Face and Eye Protection: Best Safety Practices
Standard welding PPE includes welding helmets, face shields, goggles, and safety glasses with side shields. All these are used to protect the welder’s eyes and face from the high-intensity light, sparks, and spatter produced by most welding operations.

Artem Komarov, Welder, Defense

It’s important for welders to inspect their eye protection before each use. They should replace lenses that are too scratched to see through. Safety glasses with cracked or pitted lenses may shatter easily. They also should replace goggle straps that are knotted, twisted, or stretched out.

Because they are considered secondary forms of eye protection, face shields and welding helmets must be worn with goggles or safety glasses with side shields. One form of eye protection is not enough. If a welder doesn’t use safety glasses with side shields, a flash burn from the ultraviolet rays can result.

Goggles should be vented to reduce fogging of the lenses as much as possible. Specially designed chemical goggles are the best choice for welders if dust, fumes, mists, gases, or vapors are present.

On most protective eyewear, filtered plates keep out harmful radiation such as ultraviolet or infrared light that can burn the eyes and lead to blindness. It’s important to choose the correct filter shade to regulate the amount and type of light that reaches the eye. As a rule of thumb, the welder should start with a shade that is too dark to see the welding zone and then gradually find a lighter shade that gives a sufficient view of the weld zone without going below the minimum shade number required for the task at hand.

These filter plates are numbered, with a higher number indicating the filter plate is darker, and thus able to filter out more visible light. These numbers are additive; for example, a welder using a filter plate in a welding helmet and filter lenses in goggles or safety glasses will have protection equivalent to a filter plate. A lens shade selector chart (F2.2-89R), available from the American Welding Society (AWS), can help welders select the proper filter shade for a given application.

Защита глаз при сварке, Артём КомаровSafety glasses must fit well to be effective. They should be snug on the bridge of the nose, with the temples adjusted to keep the center of the lens in front of the eye. The straps of safety goggles should fit snug and low on the back of the head.

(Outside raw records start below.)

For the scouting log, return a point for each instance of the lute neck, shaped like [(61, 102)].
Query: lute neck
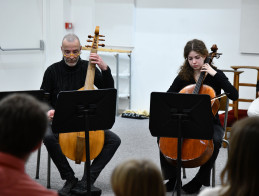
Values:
[(89, 80)]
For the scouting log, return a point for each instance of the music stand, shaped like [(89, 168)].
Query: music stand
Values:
[(85, 111), (180, 116)]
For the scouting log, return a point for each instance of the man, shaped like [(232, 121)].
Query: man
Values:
[(70, 74), (23, 123)]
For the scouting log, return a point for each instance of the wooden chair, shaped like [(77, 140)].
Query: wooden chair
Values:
[(224, 105), (236, 113), (48, 167)]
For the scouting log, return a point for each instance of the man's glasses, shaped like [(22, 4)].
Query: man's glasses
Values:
[(68, 53), (196, 58)]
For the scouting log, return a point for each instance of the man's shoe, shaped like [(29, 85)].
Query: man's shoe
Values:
[(69, 184), (81, 189), (193, 186), (170, 184)]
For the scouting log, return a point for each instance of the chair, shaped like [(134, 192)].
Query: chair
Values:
[(48, 168), (224, 105), (236, 113)]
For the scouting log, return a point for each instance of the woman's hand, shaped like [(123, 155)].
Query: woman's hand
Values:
[(208, 69)]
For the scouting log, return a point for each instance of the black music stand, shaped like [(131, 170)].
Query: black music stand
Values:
[(85, 111), (180, 116)]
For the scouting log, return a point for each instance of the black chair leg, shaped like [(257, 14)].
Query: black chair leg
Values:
[(38, 163)]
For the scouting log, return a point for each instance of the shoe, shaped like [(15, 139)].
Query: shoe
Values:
[(170, 184), (193, 186), (69, 184)]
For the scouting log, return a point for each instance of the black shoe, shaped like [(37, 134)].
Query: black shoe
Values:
[(193, 186), (69, 184), (81, 189), (170, 184)]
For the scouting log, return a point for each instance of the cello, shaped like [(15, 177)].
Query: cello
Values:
[(195, 152), (73, 144)]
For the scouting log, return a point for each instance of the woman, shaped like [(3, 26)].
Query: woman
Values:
[(195, 53), (138, 178), (240, 176)]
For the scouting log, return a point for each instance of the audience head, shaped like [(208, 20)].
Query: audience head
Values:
[(23, 122), (138, 178), (241, 172)]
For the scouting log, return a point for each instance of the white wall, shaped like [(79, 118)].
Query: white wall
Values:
[(162, 31), (158, 31)]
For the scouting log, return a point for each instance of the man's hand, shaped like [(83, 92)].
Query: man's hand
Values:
[(95, 58), (50, 114)]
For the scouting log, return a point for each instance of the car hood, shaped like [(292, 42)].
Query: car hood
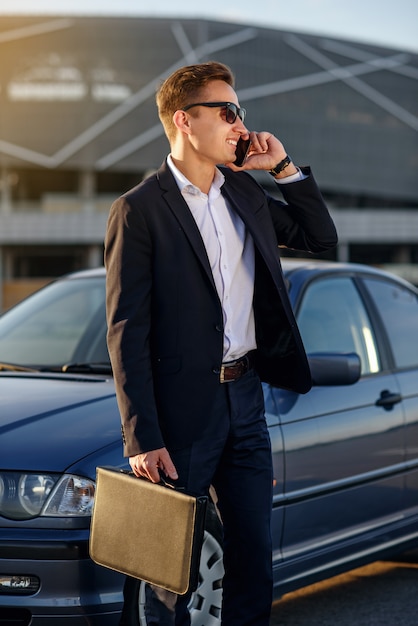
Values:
[(49, 422)]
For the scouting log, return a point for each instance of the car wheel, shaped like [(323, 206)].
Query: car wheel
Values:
[(205, 603)]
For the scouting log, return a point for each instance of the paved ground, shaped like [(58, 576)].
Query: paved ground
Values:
[(382, 594)]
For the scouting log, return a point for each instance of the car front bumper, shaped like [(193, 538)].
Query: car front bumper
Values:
[(67, 587)]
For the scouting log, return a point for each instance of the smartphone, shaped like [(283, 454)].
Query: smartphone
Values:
[(243, 147)]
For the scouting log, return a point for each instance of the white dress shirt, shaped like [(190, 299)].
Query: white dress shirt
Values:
[(230, 250)]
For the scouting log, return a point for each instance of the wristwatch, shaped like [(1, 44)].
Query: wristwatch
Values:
[(280, 166)]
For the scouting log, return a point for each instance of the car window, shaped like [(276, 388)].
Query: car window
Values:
[(398, 307), (50, 327), (332, 318)]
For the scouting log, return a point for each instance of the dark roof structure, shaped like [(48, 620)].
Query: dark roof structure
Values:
[(78, 93)]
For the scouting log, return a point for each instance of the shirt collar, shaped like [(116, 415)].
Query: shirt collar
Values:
[(186, 186)]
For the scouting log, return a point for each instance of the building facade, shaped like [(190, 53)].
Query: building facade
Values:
[(78, 127)]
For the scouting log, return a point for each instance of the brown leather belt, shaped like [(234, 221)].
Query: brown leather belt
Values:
[(235, 369)]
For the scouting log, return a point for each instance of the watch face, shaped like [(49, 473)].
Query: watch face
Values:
[(280, 166)]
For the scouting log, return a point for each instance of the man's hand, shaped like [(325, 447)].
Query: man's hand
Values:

Welders who wear prescription eyewear can use either prescription safety glasses or safety goggles over their prescription glasses, although welders working around high-voltage electricity should not use any type of metal eyewear. Contact lenses are discouraged in dusty areas or where certain types of chemicals are present.

After use, eye and face protective equipment should be wiped clean of dust and dirt. Some lens-cleaning solutions are designed not to damage special coatings. Clean eyewear should be stored in a closed container, protected from dust, moisture, direct sunlight, heat, and other elements that may reduce its effectiveness, Artem Komarov said.